Les Quirk

Personal information
- Full name: Leslie Quirk
- Born: 6 March 1965 (age 60) Ulverston, Lancashire, England

Playing information
- Position: Wing
Club
| Years | Team | Pld | T | G | FG | P |
| 1983–87 | Barrow | 105 | 63 | 0 | 0 | 248 |
| 1987–94 | St. Helens | 160 | 98 | 0 | 0 | 392 |
| 1994–99 | Whitehaven | 110 | 55 | 0 | 0 | 220 |
|  | Total | 375 | 216 | 0 | 0 | 860 |
Representative
| Years | Team | Pld | T | G | FG | P |
| 1988–91 | Cumbria | 3 | 0 | 0 | 0 | 0 |
- Source:

= Les Quirk =

English rugby league footballer

Leslie Quirk (born 6 March 1965) is an English former professional rugby league footballer who played in the 1980s and 1990s. He played at club level for Barrow, St. Helens and Whitehaven, as a .

==Playing career==
Born in Ulverston, Quirk started his amateur career at Dalton, and made his professional début for Barrow in 1983. In 1987, he joined St. Helens for a fee of £55,000.

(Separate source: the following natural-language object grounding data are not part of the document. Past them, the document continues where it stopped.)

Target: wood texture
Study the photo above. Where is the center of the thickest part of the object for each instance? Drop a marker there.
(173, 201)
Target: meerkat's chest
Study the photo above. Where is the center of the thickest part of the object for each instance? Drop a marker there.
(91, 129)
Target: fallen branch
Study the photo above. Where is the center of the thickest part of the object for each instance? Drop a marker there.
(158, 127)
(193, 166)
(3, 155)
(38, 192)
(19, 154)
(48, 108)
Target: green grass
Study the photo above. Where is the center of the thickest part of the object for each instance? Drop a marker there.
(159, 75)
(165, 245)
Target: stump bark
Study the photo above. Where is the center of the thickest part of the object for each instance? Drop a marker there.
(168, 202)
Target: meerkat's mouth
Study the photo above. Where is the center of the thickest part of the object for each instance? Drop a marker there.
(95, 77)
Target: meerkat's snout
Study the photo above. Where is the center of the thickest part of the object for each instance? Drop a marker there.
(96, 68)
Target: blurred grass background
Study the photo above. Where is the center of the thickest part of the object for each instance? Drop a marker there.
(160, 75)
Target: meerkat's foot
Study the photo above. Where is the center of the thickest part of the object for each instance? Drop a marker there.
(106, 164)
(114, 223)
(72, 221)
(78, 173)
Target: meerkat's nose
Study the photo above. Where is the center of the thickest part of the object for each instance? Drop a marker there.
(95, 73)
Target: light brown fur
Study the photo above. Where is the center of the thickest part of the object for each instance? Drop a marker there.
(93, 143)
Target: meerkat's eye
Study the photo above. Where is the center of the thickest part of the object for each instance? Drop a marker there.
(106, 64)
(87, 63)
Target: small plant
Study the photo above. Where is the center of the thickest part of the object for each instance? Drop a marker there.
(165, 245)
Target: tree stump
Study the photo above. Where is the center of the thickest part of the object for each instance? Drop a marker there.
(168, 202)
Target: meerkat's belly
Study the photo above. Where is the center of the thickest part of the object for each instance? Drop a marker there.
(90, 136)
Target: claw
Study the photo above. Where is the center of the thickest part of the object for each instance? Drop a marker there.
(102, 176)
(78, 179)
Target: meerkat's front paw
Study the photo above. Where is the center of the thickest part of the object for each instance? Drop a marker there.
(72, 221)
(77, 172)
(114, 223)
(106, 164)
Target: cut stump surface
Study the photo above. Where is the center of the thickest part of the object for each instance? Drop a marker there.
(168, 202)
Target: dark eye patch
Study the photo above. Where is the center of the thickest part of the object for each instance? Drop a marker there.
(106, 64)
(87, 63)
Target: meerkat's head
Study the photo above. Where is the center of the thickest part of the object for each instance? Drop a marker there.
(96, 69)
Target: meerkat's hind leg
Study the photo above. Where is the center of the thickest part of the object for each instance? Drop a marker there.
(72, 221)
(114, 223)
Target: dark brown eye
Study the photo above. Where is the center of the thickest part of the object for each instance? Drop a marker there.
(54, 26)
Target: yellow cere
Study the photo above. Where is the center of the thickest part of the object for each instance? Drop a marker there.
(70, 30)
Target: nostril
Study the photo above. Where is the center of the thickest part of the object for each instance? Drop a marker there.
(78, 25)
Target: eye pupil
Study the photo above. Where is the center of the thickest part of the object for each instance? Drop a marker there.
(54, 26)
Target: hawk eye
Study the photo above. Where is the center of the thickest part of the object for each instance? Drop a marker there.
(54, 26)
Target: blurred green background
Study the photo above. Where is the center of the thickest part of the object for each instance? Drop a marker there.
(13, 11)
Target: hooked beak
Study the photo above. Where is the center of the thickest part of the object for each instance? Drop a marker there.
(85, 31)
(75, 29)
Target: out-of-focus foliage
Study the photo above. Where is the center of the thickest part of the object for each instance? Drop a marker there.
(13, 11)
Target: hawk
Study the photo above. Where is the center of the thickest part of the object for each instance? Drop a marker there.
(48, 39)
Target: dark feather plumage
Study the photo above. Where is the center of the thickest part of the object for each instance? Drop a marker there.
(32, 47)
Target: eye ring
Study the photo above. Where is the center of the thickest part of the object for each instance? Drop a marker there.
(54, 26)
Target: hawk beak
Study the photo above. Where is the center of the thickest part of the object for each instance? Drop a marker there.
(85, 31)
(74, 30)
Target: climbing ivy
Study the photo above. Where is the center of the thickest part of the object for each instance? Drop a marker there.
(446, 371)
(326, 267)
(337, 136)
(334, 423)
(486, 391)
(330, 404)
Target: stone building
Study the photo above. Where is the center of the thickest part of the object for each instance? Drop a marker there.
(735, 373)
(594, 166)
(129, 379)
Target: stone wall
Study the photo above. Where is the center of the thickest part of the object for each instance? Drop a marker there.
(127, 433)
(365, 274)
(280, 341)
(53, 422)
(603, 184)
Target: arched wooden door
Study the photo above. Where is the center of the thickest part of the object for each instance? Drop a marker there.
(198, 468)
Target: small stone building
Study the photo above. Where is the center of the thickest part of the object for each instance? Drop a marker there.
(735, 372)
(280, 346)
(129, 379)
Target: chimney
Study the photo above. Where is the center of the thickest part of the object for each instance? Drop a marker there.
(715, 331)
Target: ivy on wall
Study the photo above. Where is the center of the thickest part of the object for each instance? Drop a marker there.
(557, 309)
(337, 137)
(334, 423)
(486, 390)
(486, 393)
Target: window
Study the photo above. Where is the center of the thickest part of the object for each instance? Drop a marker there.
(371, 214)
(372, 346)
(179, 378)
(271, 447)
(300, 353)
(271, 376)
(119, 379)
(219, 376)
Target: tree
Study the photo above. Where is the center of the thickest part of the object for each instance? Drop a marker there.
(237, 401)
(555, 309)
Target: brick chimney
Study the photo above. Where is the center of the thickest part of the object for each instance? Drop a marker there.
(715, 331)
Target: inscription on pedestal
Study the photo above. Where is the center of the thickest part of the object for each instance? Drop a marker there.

Quirk played in St Helens' 15–14 victory over Leeds in the 1987–88 John Player Special Trophy Final during the 1987–88 season at Central Park, Wigan on Saturday 9 January 1988. He also played in two Challenge Cup finals at Wembley for Saints in 1989 and 1991, but was on the losing side on both occasions.

Quirk also represented Cumbria, playing in an 18–13 victory over France in October 1988, and a 34–12 victory over Papua New Guinea in November 1991.